Like I said, I really liked this poem. I hope my critique at least helped a little bit, but I can understand if you don't agree with any of it. Thanks for sharing!
 — mixtapeboy

Thanks mixtape, I made some minor revisions. There were parts where it didn't flow as well as I'd have liked it to, hope it's better now. Still thinking about line fifteen, and how to alter it whilst still keeping the tone and economy of words.
 — wendz

allen ginsberg was my english teacher's poetry teacher.  my english teacher's a buddhist (also happens to be a genius).  my english teacher told us recently that allen ginsberg came to our school years ago and was spewing poems at an alumni assembly that were basically about wanting men in his pants and how little boys turned him on.  all these esteemed alumni were turning purple in the face hearing him raving about such things, and my teacher said one old lady next to him leaned over to her old lady friend and said "Do you think we've heard enough about fucking and sucking by now?".  haha...definitely my favorite line at the moment.
just thought you should know. :)
 — woman_power

Some of his more explicit pieces I'm not entirely crazy about =P I can imagine that sort of speech, the organisers would have been mortified HA!
 — wendz

incredible poem.

 — unknown

who is allen ginsberg?

your Buddhist Punk,
       /    \
: )
 — fractalcore

That symbol's "sky/heaven", right? I thought I recognised it, but wasn't sure ^_^

Allen Ginsberg is an excellent beat poet from the 60s - you should check him out, he's a terrific late night read. My favourite collection of his is "Cosmopolitan Poems".
 — wendz

hi, wendz.
the question was rhetorical, hehe. wikipedia is always there
to the rescue.

and you're right. the symbol means sky, heaven, or Gawd.
: )
 — fractalcore

that's impossible - buddhists are homophobic. look it up.
 — unknown

ginsberg weren't a poet, but he was a buttfukker, and his buddha smoked dope and told his inner CPA that it was ok to pedo-butt, cause boys needed to be told to "you'd better leave now... i have things i have to do" after a little afternoon quicky. you're depressing as hell and that's really super sweet. probably your buddha temple is way AA meeting, but you can lie about it and the buddha will buttfuk you into consciousness and ask, "well, sonny, if you're not a poet why'd you post this here talky shit in a poetry workshop for??".

that buddha!!!
 — joey

frac - wikipedia got me through university, but shhh...^_~

That symbol is the first part of my dad's name; I've always loved the basic elemental words, they're so elegant and archaic, and divine.
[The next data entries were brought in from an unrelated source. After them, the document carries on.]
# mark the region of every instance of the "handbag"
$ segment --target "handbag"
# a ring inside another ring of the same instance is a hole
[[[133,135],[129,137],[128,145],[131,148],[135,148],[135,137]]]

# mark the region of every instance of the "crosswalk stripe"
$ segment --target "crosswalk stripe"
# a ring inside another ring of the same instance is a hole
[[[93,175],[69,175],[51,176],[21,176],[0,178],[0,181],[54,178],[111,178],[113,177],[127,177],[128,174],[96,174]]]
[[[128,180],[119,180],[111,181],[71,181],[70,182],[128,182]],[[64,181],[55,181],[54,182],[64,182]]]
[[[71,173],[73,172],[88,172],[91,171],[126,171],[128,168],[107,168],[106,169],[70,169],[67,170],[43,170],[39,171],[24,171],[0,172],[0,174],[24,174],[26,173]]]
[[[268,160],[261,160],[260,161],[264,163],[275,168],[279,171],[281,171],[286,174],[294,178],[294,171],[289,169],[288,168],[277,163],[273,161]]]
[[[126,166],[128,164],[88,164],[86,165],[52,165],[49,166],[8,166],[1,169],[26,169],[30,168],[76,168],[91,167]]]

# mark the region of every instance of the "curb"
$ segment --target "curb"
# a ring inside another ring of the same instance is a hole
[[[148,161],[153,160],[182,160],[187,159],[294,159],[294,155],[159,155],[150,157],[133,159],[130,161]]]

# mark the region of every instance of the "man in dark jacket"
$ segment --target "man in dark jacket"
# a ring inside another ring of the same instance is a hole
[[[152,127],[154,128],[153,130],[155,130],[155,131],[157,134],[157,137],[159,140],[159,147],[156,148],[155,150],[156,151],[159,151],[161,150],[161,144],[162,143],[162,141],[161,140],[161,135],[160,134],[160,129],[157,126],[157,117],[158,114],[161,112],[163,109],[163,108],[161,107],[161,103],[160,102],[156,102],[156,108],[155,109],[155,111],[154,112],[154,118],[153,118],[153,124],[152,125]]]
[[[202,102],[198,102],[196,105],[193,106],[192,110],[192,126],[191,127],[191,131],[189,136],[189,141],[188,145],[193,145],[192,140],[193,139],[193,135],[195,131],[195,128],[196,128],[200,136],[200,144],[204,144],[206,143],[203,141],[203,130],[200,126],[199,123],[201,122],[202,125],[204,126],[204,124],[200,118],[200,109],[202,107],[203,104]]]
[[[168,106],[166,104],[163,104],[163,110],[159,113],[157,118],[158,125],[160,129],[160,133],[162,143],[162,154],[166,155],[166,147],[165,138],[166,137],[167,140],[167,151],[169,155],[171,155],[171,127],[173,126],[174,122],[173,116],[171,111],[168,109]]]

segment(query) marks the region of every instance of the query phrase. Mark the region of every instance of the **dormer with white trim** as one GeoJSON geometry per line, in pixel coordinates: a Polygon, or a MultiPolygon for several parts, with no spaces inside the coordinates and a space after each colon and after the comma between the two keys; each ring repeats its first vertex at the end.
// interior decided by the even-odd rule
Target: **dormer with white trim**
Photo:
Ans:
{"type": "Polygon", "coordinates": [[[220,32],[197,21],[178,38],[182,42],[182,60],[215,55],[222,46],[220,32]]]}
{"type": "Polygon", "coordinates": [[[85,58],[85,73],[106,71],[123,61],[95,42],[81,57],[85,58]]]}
And, unk, I beg to differ. Get your own facts straight.
 — wendz

Outstanding piece here.
 — PaleHorse

I dont know what to say for this one...intersting none the less
 — psychofemale

This is a story again, no poetry, i dont feel it, are you a buddhist ?
 — Hulda

OMG... this poem is nearing its tenth anniversary! Mazel Tov!!
 — aforbing

to do it in the style -- i mean, the actually what really made the words snap in the head style -- i'd start with stanza 5, 'that's what really started...', because this starts us inside your head, instead of like we were standing outside the hall chatting.

sure, ginsberg was an opportunist, but that don't mean you have to vibe with that and write an opportunistic poem.

besides, you know there's no 'buddhist' poetry, anymore than there's a 'catholic poetry'.... it's just some people into a feeling and singing out some kind of song using a special vocabulary set. it don't mean nothing except to poetry. and, poetry lasts way longer than any of these mumbo-jumbo meeting in the hall/temple/church social activities.

poetry, creativity, is real.
 — cadmium

yeah. just let it playout through to the bottom and up to the top and down to letting 'at the temple...' be the last stanza.

spiritually and conceptually this piece is more about 'words are doors not curbs to trip on', so any reactive way you can dissipate the intellectual message of each stanza will flat the poem into a path for the reader and lead to truth. the truth is 'i read me a poem', but you have to get them ( the readers ) to the point where they'll even admit that.